Her boyfriend turns up with a can of beer in one hand and a glass of red in the other as she’s putting her number in my phone. He looks at me briefly as though he’d like to put my head through the window until she explains who I am. He shakes my hand; we talk about the pointlessness of University and the subject of journalism for ten minutes while she stands looks vacant.
00:44
My brain tells me it’s time to text people, so I do. Including:
‘Pisedfed u fity xxx’
‘______ yoourt A CUNNNNNNNNNNNNNT”
‘THISD IS SPOARTA!!!!!’
I still don’t know why.
01 : 02
Some dismal noise with very few lyrics and a consistent beat is thudding and I’m vaguely aware that I’m dancing to it. Over the heads of the people dancing through the open door I see the unconscious birthday boy being carried upstairs.
01 : 46
The boyfriend of the sister of the guy whose party it is attempts conversation but I can’t understand a word he says in his thick Cockney accent.
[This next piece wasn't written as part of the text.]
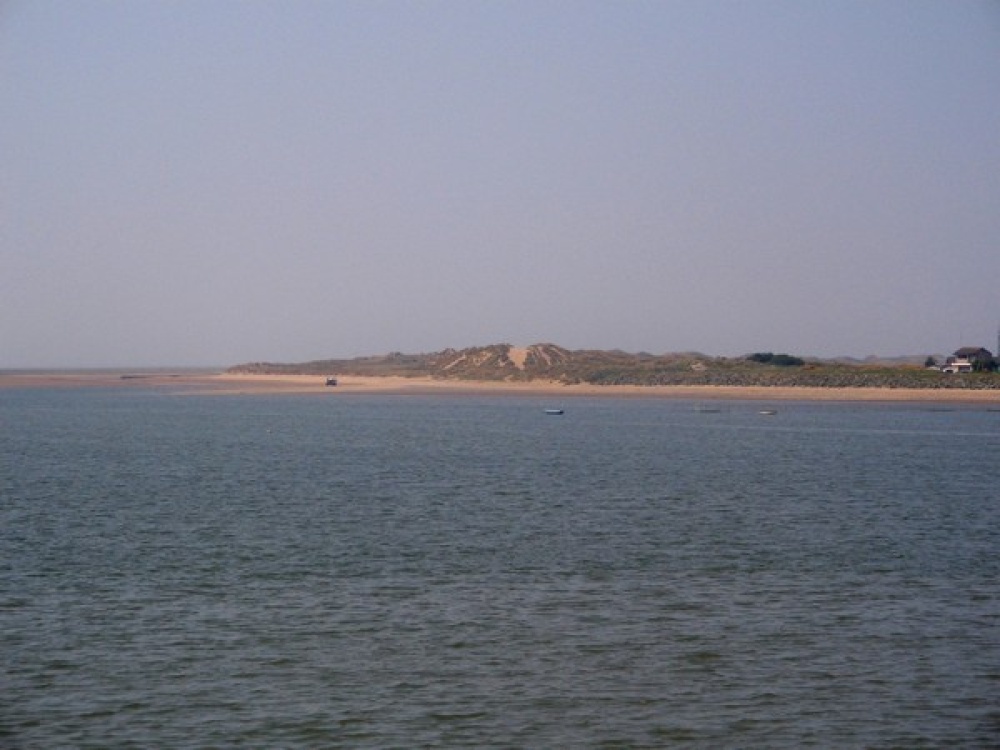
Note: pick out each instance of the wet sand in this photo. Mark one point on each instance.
(202, 382)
Nodding and shouting yes at intervals gets me through.
02: 16
A man I recognise as a friend of Farves puts a bottle of whiskey in my hand and orders that I’m not allowed to go home until I’ve emptied the bottle, no excuses.
I tell him I don’t like Whiskey and reach for a glass.
02 : 45
The Whiskey Nazi asks three times why I’ve not finished the bottle yet. I hide the half full bottle behind a plant and stand half listening while he tells me how proud Muv and Farve are of me.
03 : 13
I utter to a strange girl I happen to be dancing with that I’m ‘fucked’, before I lose any last glimmerings of self-control and the world fades.
11 : 00
A pair of grey skinnies, the knees stained, lie tossed on the hard wood floor, a fitted black polo tee stinking of booze and smoke haphazardly thrown onto the desk, a shoe rests uselessly on the windowsill next to half a bottle of wine.
An eye opens. My body regains its feeling. The screaming begins.